In der kalten und nassen Jahreszeit zieht es die wenigsten Menschen zum Sport nach draußen. Doch auch jetzt wollen unsere Knochen, Gelenke, Muskeln und unser Kreislauf gefordert werden. Laufen und Walken kann man bei jedem Wetter. Es baut Stress ab, hält schlank und sorgt für gute Laune.

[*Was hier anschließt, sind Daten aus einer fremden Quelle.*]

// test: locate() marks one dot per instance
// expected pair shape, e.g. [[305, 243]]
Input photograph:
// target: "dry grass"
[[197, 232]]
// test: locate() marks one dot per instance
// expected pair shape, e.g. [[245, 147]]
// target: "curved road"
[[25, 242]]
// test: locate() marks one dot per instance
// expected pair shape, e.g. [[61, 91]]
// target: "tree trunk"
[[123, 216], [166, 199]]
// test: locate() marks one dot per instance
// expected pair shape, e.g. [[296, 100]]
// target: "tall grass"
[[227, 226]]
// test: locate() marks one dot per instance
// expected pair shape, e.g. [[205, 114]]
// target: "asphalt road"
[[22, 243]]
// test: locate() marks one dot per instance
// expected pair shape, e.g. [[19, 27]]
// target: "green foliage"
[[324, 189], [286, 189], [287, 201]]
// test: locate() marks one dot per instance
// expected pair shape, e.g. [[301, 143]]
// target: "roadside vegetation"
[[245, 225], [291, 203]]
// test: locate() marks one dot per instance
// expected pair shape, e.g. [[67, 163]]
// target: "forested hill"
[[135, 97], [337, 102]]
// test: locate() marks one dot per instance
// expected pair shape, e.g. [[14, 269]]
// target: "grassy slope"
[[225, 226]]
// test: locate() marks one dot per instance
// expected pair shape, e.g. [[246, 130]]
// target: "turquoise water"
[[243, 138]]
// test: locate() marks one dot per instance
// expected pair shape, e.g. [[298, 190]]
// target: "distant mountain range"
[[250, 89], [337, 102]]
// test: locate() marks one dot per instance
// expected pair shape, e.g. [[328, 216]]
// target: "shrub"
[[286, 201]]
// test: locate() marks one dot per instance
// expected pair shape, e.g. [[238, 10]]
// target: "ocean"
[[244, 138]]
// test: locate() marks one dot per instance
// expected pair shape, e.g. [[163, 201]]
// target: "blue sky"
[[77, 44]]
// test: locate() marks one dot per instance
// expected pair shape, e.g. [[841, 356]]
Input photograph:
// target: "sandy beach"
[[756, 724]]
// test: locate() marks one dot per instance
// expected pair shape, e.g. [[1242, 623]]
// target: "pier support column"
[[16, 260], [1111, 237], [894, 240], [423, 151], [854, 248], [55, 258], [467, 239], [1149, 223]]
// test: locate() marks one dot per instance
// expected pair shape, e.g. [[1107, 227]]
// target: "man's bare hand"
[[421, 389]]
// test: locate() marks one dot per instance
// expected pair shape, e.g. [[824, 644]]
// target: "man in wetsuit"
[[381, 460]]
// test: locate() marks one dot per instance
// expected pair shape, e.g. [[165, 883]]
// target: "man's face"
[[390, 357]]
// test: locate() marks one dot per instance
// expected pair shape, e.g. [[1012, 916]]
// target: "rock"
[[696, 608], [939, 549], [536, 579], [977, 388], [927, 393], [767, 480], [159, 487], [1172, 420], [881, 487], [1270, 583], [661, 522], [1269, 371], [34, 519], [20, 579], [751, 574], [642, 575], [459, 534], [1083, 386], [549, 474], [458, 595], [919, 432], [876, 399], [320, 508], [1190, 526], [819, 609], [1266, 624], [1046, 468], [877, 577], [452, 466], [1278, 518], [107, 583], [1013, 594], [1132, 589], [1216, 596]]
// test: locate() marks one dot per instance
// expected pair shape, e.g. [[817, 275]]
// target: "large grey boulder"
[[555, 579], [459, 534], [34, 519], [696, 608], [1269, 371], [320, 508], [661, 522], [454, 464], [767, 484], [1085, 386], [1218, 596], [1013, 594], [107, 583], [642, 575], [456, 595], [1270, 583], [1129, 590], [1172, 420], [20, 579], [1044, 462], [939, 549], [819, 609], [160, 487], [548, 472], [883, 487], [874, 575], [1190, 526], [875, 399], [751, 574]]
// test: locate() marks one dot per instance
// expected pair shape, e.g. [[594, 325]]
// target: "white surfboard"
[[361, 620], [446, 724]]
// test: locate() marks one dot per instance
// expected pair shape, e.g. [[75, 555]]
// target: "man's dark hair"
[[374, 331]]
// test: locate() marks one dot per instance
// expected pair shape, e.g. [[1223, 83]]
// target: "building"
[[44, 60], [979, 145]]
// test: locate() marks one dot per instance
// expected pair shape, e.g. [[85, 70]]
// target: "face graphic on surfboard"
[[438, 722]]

Nur Ausdauersportarten, bei denen wenigstens eine halbe Stunde zusammenhängend trainiert wird, beeinflussen die meisten Risikofaktoren positiv. Langsames Jogging oder Walking sind hier ideal geeignet. Sie stärken das Herzkreislauf- und Immunsystem, halten die Gefäße elastisch und schmieren die Knochen und Gelenke. Laufen reguliert den Blutdruck und den Blutzuckerspiegel, senkt überhöhte Cholesterinwerte und stabilisiert das Körpergewicht. Nicht zuletzt baut Laufen auf natürliche Art und Weise Stresshormone ab. Laufen oder walken kann man in jedem Alter, es ist nie zu spät. Man benötigt wenig Ausrüstung und produziert weder Abgase noch Lärm. Es ist sehr zeiteffizient und man kann es eigentlich überall zu jeder Jahreszeit ausüben – mit der richtigen Kleidung auch im Winter.

So starten Sie richtig
Wer längere Zeit keinen Sport mehr betrieben hat, sollte langsam beginnen und sich allmählich steigern. Für Menschen mit orthopädischen Beschwerden, die nicht sehr fit, übergewichtig oder älter sind, ist Walking besser geeignet als Jogging, auch Radfahren oder Schwimmen kommen in Frage. Laufen Sie nicht bei Schmerzen, einem Infekt oder Fieber!
Lassen Sie Ihrem Körper Zeit, über Wochen in die neue Belastung hineinzuwachsen, sonst sind Verletzungen und Frust die Folge. Laufen Sie nicht immer schneller, sondern zunächst etwas länger oder öfter. Kurze Gehpausen sind in den ersten Wochen erlaubt und sinnvoll. Lassen Sie sich nicht von anderen zum Rennen verführen. Ergänzen Sie das Laufen durch Dehnungs- und Kräftigungsübungen.

Ihr Trainingsplan
Optimale Ausdauerfitness erreichen Sie, wenn Sie ganzjährig dreimal pro Woche wenigstens eine halbe Stunde in sanftem Tempo joggen. Ein guter Maßstab ist die simple Regel, nur so schnell zu laufen, dass Sie sich noch gut unterhalten können. Sie können die Intensität auch mit einem Herzfrequenzmessgerät steuern. Ihre individuelle Trainings-Herzfrequenz können Sie im Selbsttest oder mit Hilfe eines versierten Trainers ermitteln.

Immer leichter
Wenn Sie mit dem Laufen Fettpolster abbauen wollen, müssen Sie langsam und länger laufen. Wer zu schnell rennt, verbrennt Kohlenhydrate, aber kaum Fett. Pro Kilometer verbrauchen Sie übrigens so viele Kilokalorien, wie Ihr Körpergewicht in Kilo wiegt. Sinnvoll ist es, ein Trainingstagebuch zu führen, in dem Sie Laufzeiten und Strecken festhalten. Nach einigen Wochen regelmäßigen Trainings wird Ihnen das Laufen immer leichter fallen, nach zwei Monaten wollen Sie es nicht mehr missen.

In der Gruppe macht´s mehr Spaß
Suchen Sie Gleichgesinnte im Bekanntenkreis oder gehen Sie zu einem Lauftreff. Gemeinsam läuft es sich unterhaltsamer und feste Terminen helfen, den inneren Schweinehund zu überwinden.